URC MX-900, TX-1000, & MX-3000 Universal Remotes
Ever drive a car where the controls just didn't feel right? Recently, my wife and I were shopping for a small SUV, and we looked at the Honda CRV. But at nearly 6-foot-4, I was unable to get my knees under the steering wheel. It might be the best SUV in the world, but ergonomically, it just didn't work for me.
What We Think
|All three of these highly programmable remotes would be great additions to your home, but the MX-3000 touchscreen is in a class by itself|
The solution, of course, is to replace all of those separate remotes with a single, smart control. Universal Remote Control (URC) is no newcomer to this world. Since 1991, it's manufactured 200 million remotes under its own brand and for equipment manufacturers. For this review, I played with the Genesis MX-900 and the Medius TX-1000 - two remotes similar in price and performance, but with completely different form factors - and the flagship MX-3000, which I have a lot to say about.
SETUP Though URC intends these remotes to be professionally programmed and installed, the programming software is available on their Web site. All three use similar Windows-based programming architectures that I would rate about a 6 out of 10 in difficulty.
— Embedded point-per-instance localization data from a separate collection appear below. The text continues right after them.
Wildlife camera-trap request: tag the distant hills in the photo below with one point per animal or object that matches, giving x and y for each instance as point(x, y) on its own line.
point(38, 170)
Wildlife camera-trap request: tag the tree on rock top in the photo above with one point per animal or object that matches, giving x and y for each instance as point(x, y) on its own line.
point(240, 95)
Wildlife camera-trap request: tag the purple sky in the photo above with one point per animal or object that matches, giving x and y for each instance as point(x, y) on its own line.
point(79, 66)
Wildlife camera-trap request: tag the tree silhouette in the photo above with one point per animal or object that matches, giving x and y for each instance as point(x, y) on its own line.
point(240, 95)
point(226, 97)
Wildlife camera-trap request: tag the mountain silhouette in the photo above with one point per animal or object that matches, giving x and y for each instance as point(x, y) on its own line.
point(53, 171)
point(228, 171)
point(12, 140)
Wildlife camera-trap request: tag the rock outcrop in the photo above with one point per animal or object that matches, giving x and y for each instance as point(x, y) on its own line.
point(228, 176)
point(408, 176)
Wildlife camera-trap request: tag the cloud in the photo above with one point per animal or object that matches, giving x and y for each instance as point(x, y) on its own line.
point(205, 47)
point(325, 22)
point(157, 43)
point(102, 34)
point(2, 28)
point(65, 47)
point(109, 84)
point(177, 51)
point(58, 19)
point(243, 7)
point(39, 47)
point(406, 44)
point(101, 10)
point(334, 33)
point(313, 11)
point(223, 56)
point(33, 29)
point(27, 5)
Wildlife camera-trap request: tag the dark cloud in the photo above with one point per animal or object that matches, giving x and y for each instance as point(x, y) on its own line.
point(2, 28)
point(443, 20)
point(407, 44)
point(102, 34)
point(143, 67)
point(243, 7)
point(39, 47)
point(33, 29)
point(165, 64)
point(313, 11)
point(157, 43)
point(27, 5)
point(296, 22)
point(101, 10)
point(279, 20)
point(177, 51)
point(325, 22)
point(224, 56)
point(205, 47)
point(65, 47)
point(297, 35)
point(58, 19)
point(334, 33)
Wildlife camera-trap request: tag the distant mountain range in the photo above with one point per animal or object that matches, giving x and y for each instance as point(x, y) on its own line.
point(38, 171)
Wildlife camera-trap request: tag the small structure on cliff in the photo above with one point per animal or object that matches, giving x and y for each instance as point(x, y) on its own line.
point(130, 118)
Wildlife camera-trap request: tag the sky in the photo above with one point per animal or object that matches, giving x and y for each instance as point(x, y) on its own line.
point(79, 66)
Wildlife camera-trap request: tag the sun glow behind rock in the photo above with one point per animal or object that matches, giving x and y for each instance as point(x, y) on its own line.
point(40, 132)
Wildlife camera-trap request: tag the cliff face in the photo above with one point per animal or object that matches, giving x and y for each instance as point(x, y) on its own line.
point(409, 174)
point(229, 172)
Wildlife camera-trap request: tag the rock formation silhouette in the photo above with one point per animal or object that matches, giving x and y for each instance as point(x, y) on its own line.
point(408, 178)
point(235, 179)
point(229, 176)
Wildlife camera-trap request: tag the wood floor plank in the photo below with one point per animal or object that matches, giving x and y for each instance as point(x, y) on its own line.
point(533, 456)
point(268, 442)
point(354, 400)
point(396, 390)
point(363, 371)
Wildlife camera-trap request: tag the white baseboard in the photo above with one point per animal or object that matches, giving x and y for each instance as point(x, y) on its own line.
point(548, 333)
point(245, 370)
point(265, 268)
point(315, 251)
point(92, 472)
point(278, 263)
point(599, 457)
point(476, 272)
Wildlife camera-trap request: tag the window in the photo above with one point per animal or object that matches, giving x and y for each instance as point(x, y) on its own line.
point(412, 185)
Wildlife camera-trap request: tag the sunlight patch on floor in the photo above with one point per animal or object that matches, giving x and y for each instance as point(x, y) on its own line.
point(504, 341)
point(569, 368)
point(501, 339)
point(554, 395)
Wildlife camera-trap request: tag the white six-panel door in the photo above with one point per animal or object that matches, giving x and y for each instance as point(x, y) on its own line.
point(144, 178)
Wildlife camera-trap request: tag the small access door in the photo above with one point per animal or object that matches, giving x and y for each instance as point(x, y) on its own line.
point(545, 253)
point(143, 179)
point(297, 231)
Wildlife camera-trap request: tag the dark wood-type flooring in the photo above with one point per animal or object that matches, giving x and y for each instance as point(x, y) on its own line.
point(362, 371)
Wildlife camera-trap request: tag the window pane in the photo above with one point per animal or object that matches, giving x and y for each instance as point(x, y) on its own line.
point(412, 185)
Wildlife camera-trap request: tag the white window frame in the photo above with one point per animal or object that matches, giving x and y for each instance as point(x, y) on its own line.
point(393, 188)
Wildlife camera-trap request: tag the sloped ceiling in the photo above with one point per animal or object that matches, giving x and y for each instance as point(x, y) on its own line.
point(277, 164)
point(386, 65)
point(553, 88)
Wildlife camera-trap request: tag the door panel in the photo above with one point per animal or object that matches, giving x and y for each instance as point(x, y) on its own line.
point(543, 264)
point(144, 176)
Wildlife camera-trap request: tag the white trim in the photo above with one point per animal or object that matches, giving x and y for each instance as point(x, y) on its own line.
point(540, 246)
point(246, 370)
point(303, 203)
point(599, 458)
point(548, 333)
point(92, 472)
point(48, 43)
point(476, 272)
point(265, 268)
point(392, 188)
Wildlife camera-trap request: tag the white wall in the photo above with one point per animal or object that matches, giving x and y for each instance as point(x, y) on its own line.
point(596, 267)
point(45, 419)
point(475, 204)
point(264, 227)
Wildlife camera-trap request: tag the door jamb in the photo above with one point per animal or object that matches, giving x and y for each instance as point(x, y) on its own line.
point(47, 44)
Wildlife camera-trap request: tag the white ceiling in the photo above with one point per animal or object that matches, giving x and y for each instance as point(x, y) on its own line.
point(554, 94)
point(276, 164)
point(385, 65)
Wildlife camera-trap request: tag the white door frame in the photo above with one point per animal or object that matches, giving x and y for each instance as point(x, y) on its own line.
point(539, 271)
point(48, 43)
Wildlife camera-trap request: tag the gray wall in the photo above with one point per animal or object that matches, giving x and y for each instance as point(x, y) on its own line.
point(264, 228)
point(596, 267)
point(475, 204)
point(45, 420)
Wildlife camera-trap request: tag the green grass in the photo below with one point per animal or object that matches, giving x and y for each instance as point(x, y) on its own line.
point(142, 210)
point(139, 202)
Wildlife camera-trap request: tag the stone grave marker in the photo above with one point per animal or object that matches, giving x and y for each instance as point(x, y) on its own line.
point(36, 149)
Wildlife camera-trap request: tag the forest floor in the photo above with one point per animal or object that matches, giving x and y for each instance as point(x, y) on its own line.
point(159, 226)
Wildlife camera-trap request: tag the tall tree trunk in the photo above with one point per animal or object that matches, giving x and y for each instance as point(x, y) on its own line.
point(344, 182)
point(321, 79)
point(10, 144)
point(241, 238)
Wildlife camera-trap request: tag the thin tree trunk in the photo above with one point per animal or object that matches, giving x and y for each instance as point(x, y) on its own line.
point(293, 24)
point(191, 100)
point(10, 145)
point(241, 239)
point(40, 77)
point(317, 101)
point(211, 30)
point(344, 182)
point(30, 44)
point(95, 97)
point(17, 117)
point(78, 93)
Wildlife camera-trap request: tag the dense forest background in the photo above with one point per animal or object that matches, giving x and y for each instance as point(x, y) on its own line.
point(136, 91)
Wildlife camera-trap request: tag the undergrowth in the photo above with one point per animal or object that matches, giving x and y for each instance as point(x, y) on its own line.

Still, to extract all the capabilities from an MX-3000, I'd highly recommend going with a pro.
While programming the remotes, I was continually impressed with little touches to make an installer's life easier: programming shortcuts, support for two-step IR codes (like those used by some XM satellite receivers), and the ability to add push-and-hold programming for any button, for instance. The programming process usually involves three steps - program, download, test - which are repeated over and over until everything is working correctly. Since downloads are handled via USB, they're fast and painless.